LES FAITS. Toutes les études d’opinion l’attestent : le pouvoir d’achat est actuellement la préoccupation principale des Français. Pas surprenant que Nicolas Sarkozy s’empare du sujet, dès son retour de Chine demain. Reste à savoir s’il parlera vrai…

Nicolas Sarkozy est-il un homme politique comme les autres ? En clair : opportuniste, démagogue voire approximatif ? Ou, à l’inverse, est-il capable de redonner à son métier (après tout, “politique” en est un) et à sa mission la hauteur de vue qui devrait s’imposer ? Encore quelques heures à patentier, le temps que le Président de la République rentre de Chine. Promis-juré, ses conseillers l’assurent, il va prendre le problème du pouvoir d’achat à bras le corps, s’exprimant jeudi ou vendredi et annonçant – c’est l’expression consacrée – un “train de mesures”. Reste à savoir s’il parlera vrai…

Le pouvoir d’achat : quel “problème” ?

A l’origine du malaise, il y a malentendu. Non, il y n’a pas de “problème de pouvoir d’achat en France”, comme s’entêtent à le soutenir ceux qui hurlent avec la meute, sans doute par commodité.
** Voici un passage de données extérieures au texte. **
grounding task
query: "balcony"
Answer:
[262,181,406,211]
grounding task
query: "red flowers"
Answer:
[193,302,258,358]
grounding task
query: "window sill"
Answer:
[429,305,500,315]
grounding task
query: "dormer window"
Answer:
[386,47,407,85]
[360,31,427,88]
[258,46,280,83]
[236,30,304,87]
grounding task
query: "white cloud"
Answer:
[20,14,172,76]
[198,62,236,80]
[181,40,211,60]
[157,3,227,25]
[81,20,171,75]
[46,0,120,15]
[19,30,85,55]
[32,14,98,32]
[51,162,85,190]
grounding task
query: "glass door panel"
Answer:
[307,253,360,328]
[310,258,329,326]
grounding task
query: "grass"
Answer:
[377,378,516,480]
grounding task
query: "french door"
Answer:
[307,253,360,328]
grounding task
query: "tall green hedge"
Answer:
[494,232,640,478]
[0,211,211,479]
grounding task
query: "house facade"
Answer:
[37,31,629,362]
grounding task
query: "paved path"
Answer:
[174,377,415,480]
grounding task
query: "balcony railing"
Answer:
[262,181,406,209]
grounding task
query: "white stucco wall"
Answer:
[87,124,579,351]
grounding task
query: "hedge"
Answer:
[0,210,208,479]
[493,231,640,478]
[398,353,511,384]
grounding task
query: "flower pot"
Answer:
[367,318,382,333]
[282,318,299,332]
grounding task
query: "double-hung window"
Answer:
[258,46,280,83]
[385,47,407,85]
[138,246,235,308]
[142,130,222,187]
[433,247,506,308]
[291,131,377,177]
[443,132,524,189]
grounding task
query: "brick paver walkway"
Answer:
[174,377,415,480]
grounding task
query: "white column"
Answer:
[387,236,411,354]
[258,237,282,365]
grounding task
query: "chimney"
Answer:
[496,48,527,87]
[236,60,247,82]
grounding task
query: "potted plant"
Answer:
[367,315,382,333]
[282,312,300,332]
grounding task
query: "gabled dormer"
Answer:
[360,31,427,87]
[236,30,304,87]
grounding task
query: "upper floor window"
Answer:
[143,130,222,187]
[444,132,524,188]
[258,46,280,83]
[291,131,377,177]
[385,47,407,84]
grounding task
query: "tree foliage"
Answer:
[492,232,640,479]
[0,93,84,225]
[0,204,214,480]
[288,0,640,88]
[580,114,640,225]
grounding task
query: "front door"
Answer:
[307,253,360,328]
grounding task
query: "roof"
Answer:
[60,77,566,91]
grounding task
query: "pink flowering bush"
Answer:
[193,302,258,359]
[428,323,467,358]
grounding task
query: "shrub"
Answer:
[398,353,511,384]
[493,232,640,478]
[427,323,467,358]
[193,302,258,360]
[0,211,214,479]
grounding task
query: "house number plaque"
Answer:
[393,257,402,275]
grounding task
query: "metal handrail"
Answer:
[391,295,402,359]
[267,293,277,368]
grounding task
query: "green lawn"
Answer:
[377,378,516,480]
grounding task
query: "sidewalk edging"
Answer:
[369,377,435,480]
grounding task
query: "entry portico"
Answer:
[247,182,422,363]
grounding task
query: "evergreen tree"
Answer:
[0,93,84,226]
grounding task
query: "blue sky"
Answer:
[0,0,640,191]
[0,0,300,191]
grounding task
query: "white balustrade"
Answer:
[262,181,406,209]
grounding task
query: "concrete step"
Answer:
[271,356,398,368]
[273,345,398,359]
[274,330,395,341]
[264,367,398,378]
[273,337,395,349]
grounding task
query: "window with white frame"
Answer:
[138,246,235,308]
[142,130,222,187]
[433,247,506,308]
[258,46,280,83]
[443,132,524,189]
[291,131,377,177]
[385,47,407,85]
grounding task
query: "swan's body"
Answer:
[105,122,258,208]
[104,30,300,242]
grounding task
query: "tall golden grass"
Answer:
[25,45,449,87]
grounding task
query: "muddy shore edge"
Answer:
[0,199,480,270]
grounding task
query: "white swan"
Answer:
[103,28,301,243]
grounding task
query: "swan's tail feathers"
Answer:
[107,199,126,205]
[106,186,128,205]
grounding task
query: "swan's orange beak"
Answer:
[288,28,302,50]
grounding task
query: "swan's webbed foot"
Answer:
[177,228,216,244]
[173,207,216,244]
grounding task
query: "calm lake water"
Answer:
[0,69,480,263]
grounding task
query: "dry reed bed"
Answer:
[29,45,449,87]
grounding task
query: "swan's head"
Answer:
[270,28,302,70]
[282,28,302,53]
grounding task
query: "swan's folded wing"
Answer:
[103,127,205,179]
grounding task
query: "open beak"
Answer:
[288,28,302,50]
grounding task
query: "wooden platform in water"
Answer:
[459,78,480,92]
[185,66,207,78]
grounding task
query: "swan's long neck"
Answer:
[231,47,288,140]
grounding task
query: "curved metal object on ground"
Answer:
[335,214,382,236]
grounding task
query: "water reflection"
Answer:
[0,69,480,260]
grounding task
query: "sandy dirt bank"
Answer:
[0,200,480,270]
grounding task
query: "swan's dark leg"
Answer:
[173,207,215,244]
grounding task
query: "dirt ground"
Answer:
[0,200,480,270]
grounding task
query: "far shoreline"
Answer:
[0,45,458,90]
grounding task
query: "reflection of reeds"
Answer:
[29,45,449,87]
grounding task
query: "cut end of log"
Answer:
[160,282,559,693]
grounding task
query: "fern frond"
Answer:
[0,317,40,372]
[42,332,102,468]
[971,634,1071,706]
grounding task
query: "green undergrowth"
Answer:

Evidemment, nombreux sont les Français qui, au quotidien, souffrent. C’est un fait. Mais si les indices macro-économiques sont certes perfectibles, ils n’en ont pas moins cette vertu qu’ils donnent la direction. Et aussi défectueux soient-ils, tous les indices (y compris celui du BIPE, historiquement le plus sévère) s’accordent à prédire une légère croissance du pouvoir d’achat en 2007. Modeste, mais réelle. Et surtout réaliste… La grandeur de la fonction devrait conduire Nicolas Sarkozy à expliquer, à éduquer. Au stade de maturité et développement actuel, la France ne peut objectivement voir ses richesses croître de quelques pourcents au mieux. Utopique donc d’escompter des croissances de pouvoir d’achat de 5 à 10%. Juste une illusion.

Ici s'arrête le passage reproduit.